Schema#

class capymoa.stream.Schema[source]#

Bases: object

Schema describes the structure of a stream.

It contains the attribute names, datatype, and the possible values for nominal attributes. The schema is crucial for a learner to know how to interpret instances correctly.

When working with datasets built into CapyMOA (see capymoa.datasets) and ARFF files, the schema is automatically created. However, in some cases you might want to create a schema manually. This can be done using the from_custom() method.

__init__(
moa_header: InstancesHeader,
)[source]#

Construct a schema by wrapping a InstancesHeader.

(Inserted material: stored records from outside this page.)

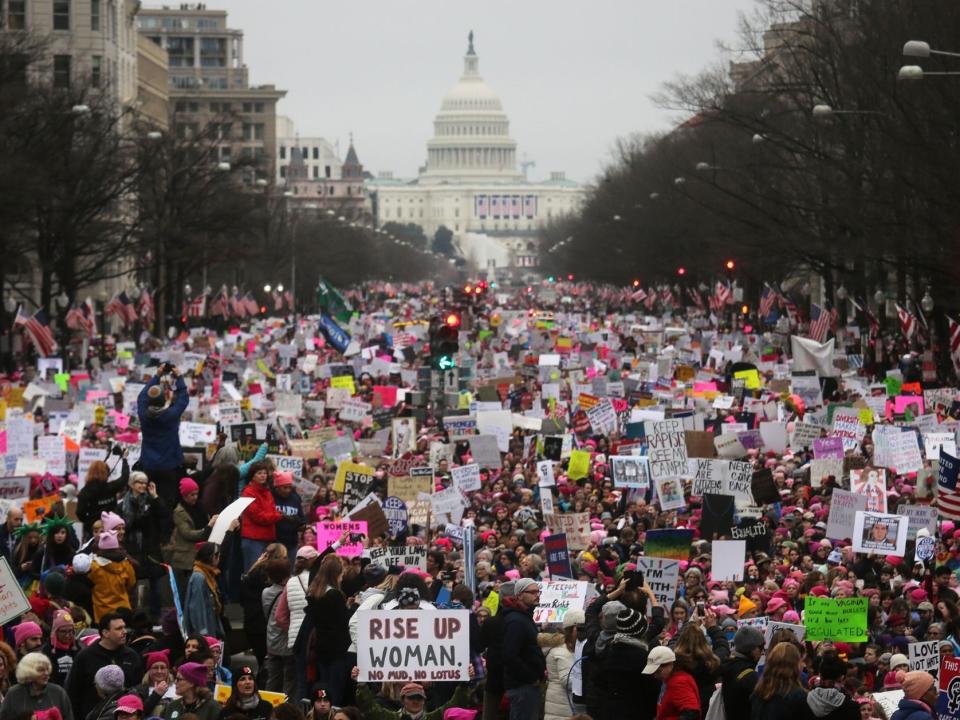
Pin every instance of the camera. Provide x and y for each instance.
(634, 580)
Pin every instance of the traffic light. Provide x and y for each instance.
(445, 342)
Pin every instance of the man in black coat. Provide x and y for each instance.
(739, 672)
(524, 664)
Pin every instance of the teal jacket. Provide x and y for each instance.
(372, 710)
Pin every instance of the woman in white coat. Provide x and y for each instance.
(560, 660)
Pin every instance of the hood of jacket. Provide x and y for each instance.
(823, 701)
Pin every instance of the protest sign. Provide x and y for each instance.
(847, 427)
(924, 656)
(558, 556)
(395, 510)
(13, 602)
(630, 471)
(14, 488)
(948, 682)
(558, 596)
(662, 576)
(670, 493)
(329, 532)
(738, 482)
(872, 484)
(409, 487)
(231, 512)
(575, 525)
(728, 557)
(836, 619)
(287, 463)
(880, 533)
(666, 448)
(466, 477)
(197, 434)
(830, 447)
(920, 516)
(402, 556)
(707, 477)
(412, 646)
(843, 510)
(671, 544)
(545, 474)
(353, 482)
(904, 452)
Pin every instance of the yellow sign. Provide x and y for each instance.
(222, 693)
(348, 467)
(344, 381)
(751, 379)
(579, 465)
(492, 603)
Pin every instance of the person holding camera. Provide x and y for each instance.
(159, 408)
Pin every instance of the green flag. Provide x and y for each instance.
(332, 302)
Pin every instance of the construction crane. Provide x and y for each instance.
(525, 164)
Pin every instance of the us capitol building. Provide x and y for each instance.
(471, 184)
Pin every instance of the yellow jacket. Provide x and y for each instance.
(112, 583)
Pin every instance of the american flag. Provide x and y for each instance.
(954, 332)
(219, 305)
(237, 307)
(252, 307)
(123, 307)
(81, 317)
(767, 300)
(948, 495)
(724, 294)
(908, 322)
(198, 306)
(819, 323)
(38, 329)
(148, 310)
(650, 299)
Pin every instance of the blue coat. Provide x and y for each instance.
(912, 710)
(199, 615)
(160, 448)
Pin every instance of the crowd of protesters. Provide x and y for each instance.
(130, 600)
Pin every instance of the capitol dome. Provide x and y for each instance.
(471, 134)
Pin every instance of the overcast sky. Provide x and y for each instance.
(573, 75)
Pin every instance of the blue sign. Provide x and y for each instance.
(949, 468)
(335, 335)
(395, 511)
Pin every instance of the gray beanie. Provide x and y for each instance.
(746, 639)
(110, 679)
(608, 615)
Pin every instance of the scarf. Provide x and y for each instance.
(210, 574)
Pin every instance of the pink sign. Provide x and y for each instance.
(901, 402)
(330, 532)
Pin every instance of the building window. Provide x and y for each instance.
(61, 71)
(61, 14)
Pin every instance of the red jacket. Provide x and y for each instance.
(259, 520)
(680, 694)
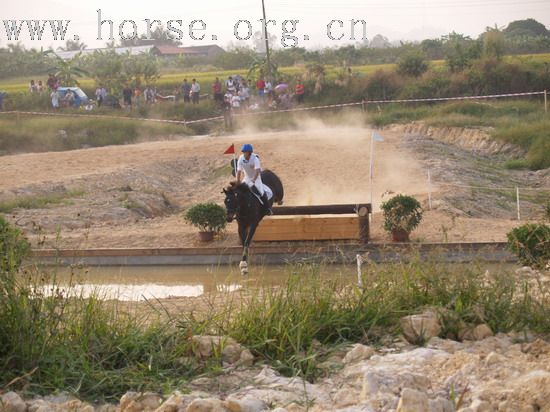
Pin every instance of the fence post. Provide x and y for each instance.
(429, 190)
(359, 259)
(517, 202)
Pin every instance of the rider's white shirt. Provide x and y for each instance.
(249, 168)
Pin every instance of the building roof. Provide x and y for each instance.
(135, 50)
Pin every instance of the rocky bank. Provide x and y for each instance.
(497, 373)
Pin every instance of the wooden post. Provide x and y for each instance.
(429, 190)
(517, 202)
(363, 208)
(364, 224)
(359, 259)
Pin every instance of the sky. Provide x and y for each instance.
(395, 19)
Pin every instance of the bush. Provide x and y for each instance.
(13, 247)
(401, 212)
(531, 243)
(412, 64)
(208, 217)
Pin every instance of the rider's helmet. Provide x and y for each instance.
(247, 148)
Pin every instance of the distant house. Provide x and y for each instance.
(164, 51)
(209, 50)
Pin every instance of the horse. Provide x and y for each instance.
(245, 207)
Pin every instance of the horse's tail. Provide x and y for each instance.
(272, 180)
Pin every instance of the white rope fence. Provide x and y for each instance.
(363, 103)
(515, 189)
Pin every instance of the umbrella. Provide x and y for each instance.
(281, 87)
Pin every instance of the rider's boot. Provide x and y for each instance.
(267, 208)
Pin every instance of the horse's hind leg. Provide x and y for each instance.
(243, 266)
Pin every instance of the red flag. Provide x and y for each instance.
(230, 150)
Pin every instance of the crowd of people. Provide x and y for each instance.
(234, 95)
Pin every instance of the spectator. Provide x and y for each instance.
(299, 91)
(98, 96)
(33, 87)
(195, 91)
(55, 99)
(186, 90)
(260, 87)
(68, 99)
(268, 88)
(127, 93)
(235, 103)
(217, 91)
(244, 94)
(137, 96)
(230, 85)
(52, 82)
(227, 116)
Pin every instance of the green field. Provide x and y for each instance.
(171, 80)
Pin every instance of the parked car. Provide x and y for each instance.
(80, 98)
(111, 101)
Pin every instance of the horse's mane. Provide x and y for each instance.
(238, 187)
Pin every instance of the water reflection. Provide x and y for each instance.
(137, 283)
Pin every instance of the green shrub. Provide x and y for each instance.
(412, 64)
(13, 248)
(401, 212)
(531, 243)
(208, 217)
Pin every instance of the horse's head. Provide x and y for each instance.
(233, 193)
(230, 203)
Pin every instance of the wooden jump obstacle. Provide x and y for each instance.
(327, 222)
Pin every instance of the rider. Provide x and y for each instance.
(249, 170)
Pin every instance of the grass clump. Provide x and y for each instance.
(84, 346)
(39, 201)
(96, 351)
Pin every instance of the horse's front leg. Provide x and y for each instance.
(242, 233)
(244, 262)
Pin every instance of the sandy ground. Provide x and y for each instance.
(318, 165)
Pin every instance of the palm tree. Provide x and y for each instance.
(258, 69)
(316, 71)
(71, 45)
(67, 70)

To create a schema without an InstancesHeader use from_custom() method.

Parameters:

moa_header – A Java MOA header object.

get_label_values() Sequence[str][source]#

Return the possible values for the class label.

get_label_indexes() Sequence[int][source]#

Return the possible indexes for the class label.

get_value_for_index(y_index: int | None) str | None[source]#

Return the value for the class label index y_index.

get_index_for_label(y: str)[source]#

Return the index for the class label y.

get_moa_header() InstancesHeader[source]#

Get the JAVA MOA header. Useful for advanced users.

This is needed for advanced operations that are not supported by the Python wrappers (yet).

get_num_attributes() int[source]#

Return the number of attributes excluding the target attribute.

get_num_classes() int[source]#

Return the number of possible classes. If regression, returns 1.

is_regression() bool[source]#

Return True if the problem is a regression problem.

is_classification() bool[source]#

Return True if the problem is a classification problem.

is_y_index_in_range(y_index: int) bool[source]#

Return True if the y_index is in the range of the class label indexes.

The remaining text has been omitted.